Environment Canterbury (ECAN) Failing the Law

Environment Canterbury (ECAN) ever since the previous National government sacked the democratically elected council in 2010 and replaced it with “puppet Commissioners”, has failed to implement policy as required by the Resource Management Act says Dr Peter Trolove, president of the NZ Federation of Freshwater Anglers, a national rivers and trout advocacy.

“This leads to the logical suspicion that the National government and its environment Minister Nick Smith disregarded the legal obligations of ECAN in order to pave the way for more corporate dairy farming development, which now is having disastrous consequences of excessive nitrates damaging river ecology health and the integrity of the public’s drinking water. It was also an unprincipled state grab and an insult to democracy.”

Dr Trolove said the delays in returning ECAN to a fully democratically elected council had been unforgivable. The six “government puppet” commissioners were only expected to serve until 2013 but their tenure was extended by the National government. At the time environment Minister Smith said a return to a wholly-elected council at that point could jeopardise work under way, particularly on water reforms.

“Water reforms was a misnomer,” said Peter Trolove. “Perhaps Smith should have said it would jeopardise the Key-government’s agenda for maximum dairying conversions?”
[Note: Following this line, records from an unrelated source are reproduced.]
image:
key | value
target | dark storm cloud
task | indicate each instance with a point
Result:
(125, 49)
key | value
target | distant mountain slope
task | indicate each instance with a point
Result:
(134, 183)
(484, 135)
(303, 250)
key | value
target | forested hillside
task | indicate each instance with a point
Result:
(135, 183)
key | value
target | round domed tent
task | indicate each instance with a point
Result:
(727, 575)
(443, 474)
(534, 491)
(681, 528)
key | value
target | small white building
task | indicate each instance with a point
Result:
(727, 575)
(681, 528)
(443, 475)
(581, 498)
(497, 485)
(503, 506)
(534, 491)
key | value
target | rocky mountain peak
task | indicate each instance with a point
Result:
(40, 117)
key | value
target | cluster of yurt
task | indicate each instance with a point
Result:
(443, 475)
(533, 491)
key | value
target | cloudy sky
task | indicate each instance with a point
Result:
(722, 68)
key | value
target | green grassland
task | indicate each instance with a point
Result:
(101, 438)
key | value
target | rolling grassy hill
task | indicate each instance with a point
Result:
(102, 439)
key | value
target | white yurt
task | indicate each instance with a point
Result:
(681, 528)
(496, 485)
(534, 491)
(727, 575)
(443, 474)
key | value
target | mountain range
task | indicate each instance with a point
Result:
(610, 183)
He said the “constitutionally repugnant” Environment Canterbury Temporary Commissioners and Improved Water Management Act 2010, removed some of ECAN’s obligations under the Resource Management Act (RMA) and allowed ECAN to amend the National Water Conservation Order Rakaia River (1988) to progress the Key- government’s agenda for more dairying.

“Nevertheless there still remained the obligation for government’s ECAN to have regard to the vision and principles of the Canterbury Water Management Strategy, (CWMS),” he added.
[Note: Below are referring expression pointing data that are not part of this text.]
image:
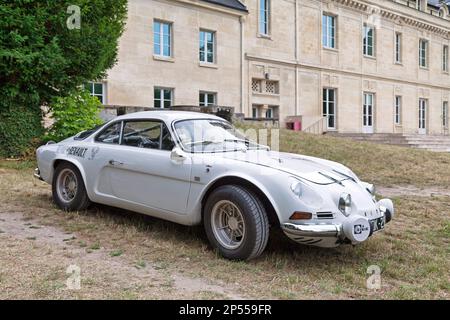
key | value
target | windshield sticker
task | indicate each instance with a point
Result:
(77, 152)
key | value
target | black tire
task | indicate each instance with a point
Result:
(254, 216)
(80, 201)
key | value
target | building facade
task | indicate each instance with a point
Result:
(358, 65)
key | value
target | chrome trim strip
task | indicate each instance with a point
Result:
(319, 230)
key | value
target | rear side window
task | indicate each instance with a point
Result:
(111, 134)
(142, 134)
(149, 134)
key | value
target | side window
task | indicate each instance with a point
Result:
(110, 135)
(167, 141)
(142, 134)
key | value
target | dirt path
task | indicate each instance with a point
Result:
(41, 260)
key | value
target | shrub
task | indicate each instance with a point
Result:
(73, 114)
(20, 130)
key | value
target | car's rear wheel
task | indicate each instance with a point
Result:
(236, 223)
(68, 190)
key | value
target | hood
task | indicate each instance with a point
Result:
(315, 170)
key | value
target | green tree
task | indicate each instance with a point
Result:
(73, 114)
(43, 54)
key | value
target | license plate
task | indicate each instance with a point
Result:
(377, 224)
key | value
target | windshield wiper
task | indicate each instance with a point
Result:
(345, 175)
(331, 178)
(203, 143)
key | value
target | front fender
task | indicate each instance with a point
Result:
(197, 200)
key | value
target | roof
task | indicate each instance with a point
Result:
(167, 116)
(233, 4)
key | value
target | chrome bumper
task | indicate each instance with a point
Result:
(313, 231)
(37, 174)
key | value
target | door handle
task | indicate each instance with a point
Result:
(115, 163)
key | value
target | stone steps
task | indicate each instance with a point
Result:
(427, 142)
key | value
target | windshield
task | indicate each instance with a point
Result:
(208, 135)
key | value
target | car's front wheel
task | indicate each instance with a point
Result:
(68, 190)
(236, 223)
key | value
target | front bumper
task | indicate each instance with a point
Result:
(37, 174)
(354, 229)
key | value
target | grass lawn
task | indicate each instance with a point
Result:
(129, 256)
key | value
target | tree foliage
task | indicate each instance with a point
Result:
(73, 114)
(40, 57)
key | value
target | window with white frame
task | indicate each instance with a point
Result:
(257, 85)
(423, 53)
(96, 89)
(445, 114)
(329, 107)
(329, 31)
(255, 112)
(163, 98)
(162, 38)
(445, 58)
(264, 17)
(398, 47)
(207, 98)
(269, 113)
(398, 110)
(369, 41)
(207, 46)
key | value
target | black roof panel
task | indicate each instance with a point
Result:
(233, 4)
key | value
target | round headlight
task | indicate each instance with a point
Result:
(345, 204)
(296, 188)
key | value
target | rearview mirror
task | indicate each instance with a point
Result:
(177, 155)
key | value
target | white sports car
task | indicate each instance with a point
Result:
(192, 168)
Among the primary principles of the CWMS were that “water is a public resource which must be managed in accordance with sustainability principles and be consistent with the RMA and Local Government Acts — that first order priority considerations were the environment, customary uses, community supplies and stock water with second order priority considerations being irrigation, renewable energy, recreation, tourism and amenity — (with) — a strong emphasis on the integration of water and land management including the protection of indigenous biodiversity and enhancement of water quality.”
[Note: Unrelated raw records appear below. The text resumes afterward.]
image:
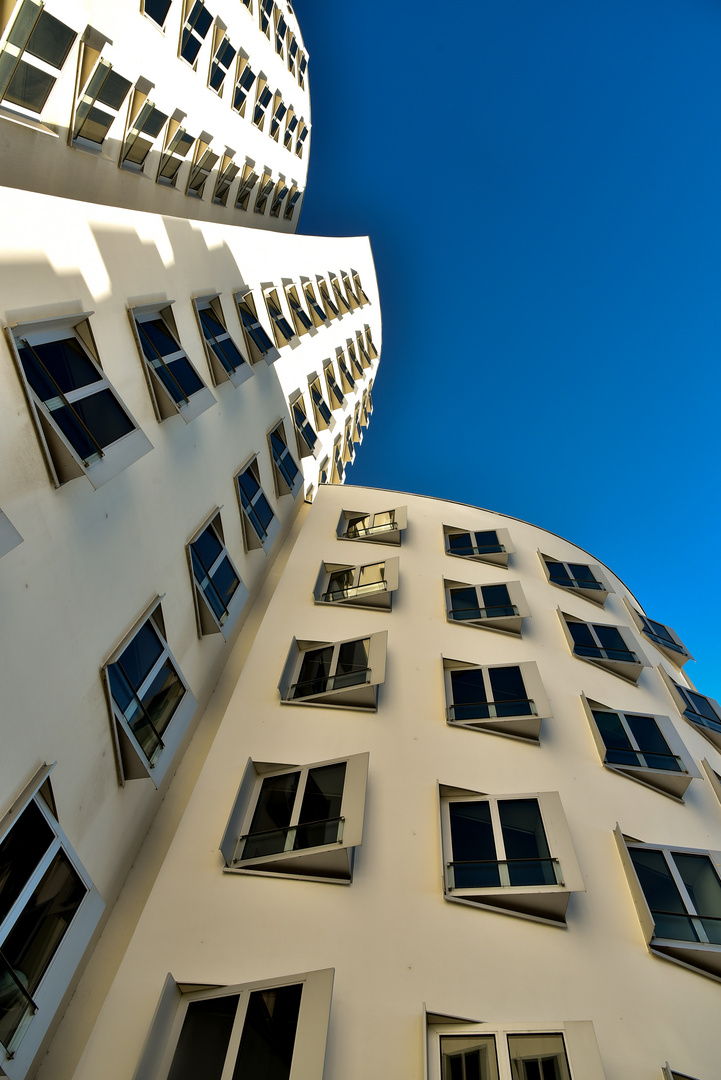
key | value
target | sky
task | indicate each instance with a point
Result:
(541, 183)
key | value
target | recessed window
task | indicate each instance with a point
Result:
(198, 23)
(226, 361)
(483, 545)
(677, 893)
(175, 386)
(260, 525)
(337, 674)
(501, 606)
(513, 854)
(366, 586)
(645, 748)
(49, 910)
(218, 592)
(33, 54)
(298, 821)
(604, 646)
(150, 702)
(287, 475)
(501, 699)
(82, 426)
(382, 527)
(98, 105)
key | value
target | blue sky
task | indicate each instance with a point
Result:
(541, 181)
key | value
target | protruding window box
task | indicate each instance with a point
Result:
(603, 646)
(335, 674)
(644, 747)
(385, 526)
(365, 586)
(484, 545)
(502, 699)
(499, 607)
(298, 821)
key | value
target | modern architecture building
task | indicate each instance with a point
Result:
(298, 780)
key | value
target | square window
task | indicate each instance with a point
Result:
(176, 388)
(82, 426)
(260, 525)
(370, 585)
(677, 893)
(604, 646)
(226, 361)
(382, 527)
(151, 705)
(218, 592)
(49, 910)
(298, 821)
(336, 674)
(512, 854)
(484, 545)
(501, 699)
(500, 606)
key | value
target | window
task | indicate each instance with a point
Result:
(287, 475)
(336, 674)
(383, 527)
(486, 545)
(31, 57)
(643, 747)
(664, 638)
(321, 410)
(145, 127)
(49, 910)
(305, 436)
(225, 359)
(82, 426)
(677, 893)
(227, 174)
(260, 525)
(576, 577)
(218, 592)
(175, 386)
(703, 713)
(198, 23)
(258, 345)
(150, 703)
(98, 105)
(502, 699)
(271, 1028)
(177, 145)
(244, 82)
(603, 646)
(157, 10)
(365, 586)
(223, 56)
(491, 607)
(298, 821)
(203, 165)
(511, 854)
(248, 180)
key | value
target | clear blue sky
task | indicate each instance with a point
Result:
(541, 181)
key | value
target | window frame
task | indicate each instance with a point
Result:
(326, 863)
(540, 903)
(526, 726)
(206, 619)
(359, 696)
(131, 759)
(63, 461)
(164, 404)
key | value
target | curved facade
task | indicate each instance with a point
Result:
(461, 768)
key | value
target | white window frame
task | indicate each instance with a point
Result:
(63, 460)
(330, 862)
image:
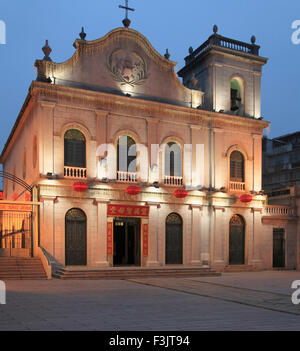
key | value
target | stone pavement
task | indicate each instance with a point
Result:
(235, 301)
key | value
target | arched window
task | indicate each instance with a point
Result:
(236, 95)
(237, 167)
(75, 144)
(173, 239)
(173, 164)
(76, 238)
(236, 240)
(126, 159)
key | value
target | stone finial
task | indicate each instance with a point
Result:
(47, 51)
(167, 54)
(126, 22)
(194, 81)
(82, 34)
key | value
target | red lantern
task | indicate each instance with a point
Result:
(246, 198)
(80, 187)
(133, 190)
(180, 193)
(27, 197)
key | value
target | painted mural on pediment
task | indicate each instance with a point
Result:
(122, 62)
(127, 67)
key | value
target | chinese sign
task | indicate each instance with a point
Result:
(127, 211)
(110, 239)
(145, 239)
(15, 207)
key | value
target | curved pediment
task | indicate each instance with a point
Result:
(123, 62)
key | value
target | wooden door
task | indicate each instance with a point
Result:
(173, 239)
(278, 248)
(76, 238)
(236, 240)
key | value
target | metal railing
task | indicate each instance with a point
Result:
(279, 211)
(237, 186)
(219, 40)
(74, 172)
(173, 180)
(127, 177)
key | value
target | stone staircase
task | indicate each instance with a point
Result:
(133, 272)
(21, 268)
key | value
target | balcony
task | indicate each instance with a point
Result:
(173, 181)
(237, 186)
(74, 172)
(275, 211)
(127, 177)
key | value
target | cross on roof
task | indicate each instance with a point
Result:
(126, 8)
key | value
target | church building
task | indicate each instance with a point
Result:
(135, 168)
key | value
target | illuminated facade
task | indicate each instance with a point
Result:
(169, 167)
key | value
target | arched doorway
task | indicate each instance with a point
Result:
(236, 240)
(75, 238)
(173, 239)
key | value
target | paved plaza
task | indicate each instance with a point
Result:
(234, 301)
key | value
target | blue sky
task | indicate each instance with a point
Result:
(172, 24)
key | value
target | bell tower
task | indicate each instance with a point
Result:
(229, 72)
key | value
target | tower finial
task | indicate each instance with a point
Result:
(167, 54)
(126, 21)
(47, 51)
(82, 34)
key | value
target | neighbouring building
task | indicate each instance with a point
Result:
(135, 168)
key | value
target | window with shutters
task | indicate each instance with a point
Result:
(237, 171)
(173, 164)
(237, 96)
(74, 154)
(126, 160)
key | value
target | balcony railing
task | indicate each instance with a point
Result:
(279, 211)
(127, 177)
(219, 40)
(237, 186)
(74, 172)
(173, 181)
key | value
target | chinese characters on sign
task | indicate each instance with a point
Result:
(127, 211)
(109, 239)
(145, 239)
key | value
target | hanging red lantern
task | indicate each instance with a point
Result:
(133, 190)
(80, 187)
(180, 193)
(246, 198)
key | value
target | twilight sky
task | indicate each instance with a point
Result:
(172, 24)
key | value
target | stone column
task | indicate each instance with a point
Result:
(205, 236)
(46, 139)
(219, 237)
(256, 162)
(256, 233)
(195, 249)
(100, 245)
(153, 234)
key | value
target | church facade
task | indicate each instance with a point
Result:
(134, 168)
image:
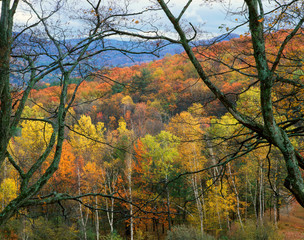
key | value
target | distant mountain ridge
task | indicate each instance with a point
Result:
(113, 58)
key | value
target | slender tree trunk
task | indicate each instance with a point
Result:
(168, 203)
(198, 204)
(97, 219)
(237, 197)
(82, 219)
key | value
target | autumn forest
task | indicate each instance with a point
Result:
(205, 144)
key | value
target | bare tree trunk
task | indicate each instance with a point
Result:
(97, 219)
(198, 203)
(82, 219)
(168, 203)
(237, 197)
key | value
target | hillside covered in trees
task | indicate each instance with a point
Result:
(158, 151)
(205, 144)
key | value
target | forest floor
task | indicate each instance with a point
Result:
(291, 222)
But the reality was CWMS priorities wre ignored and matters had become worse with Medical Officer of Health Dr Alister Humphrey a few weeks ago, warning that levels of nitrate, with strong links to cancer, were dangerously high with the potential for Canterbury's water to become undrinkable. Peter Trolove noted that at the time of the Key government’s state takeover of ECAN, Labour’s environment spokesperson Megan Woods now a Cabinet Minister, termed the government commissioner - led ECAN to be undemocratic. Labour, the Greens and NZ First had promised remedial action on degraded rivers.

“We’re looking forward to not only reinstating democracy but some instant, positive and firm action on water and rivers by the Labour-led government,” he said.

He said the National Party’s architect of the government take-over in 2010 and suspension of elections that followed was now “conspicuous by his silence.”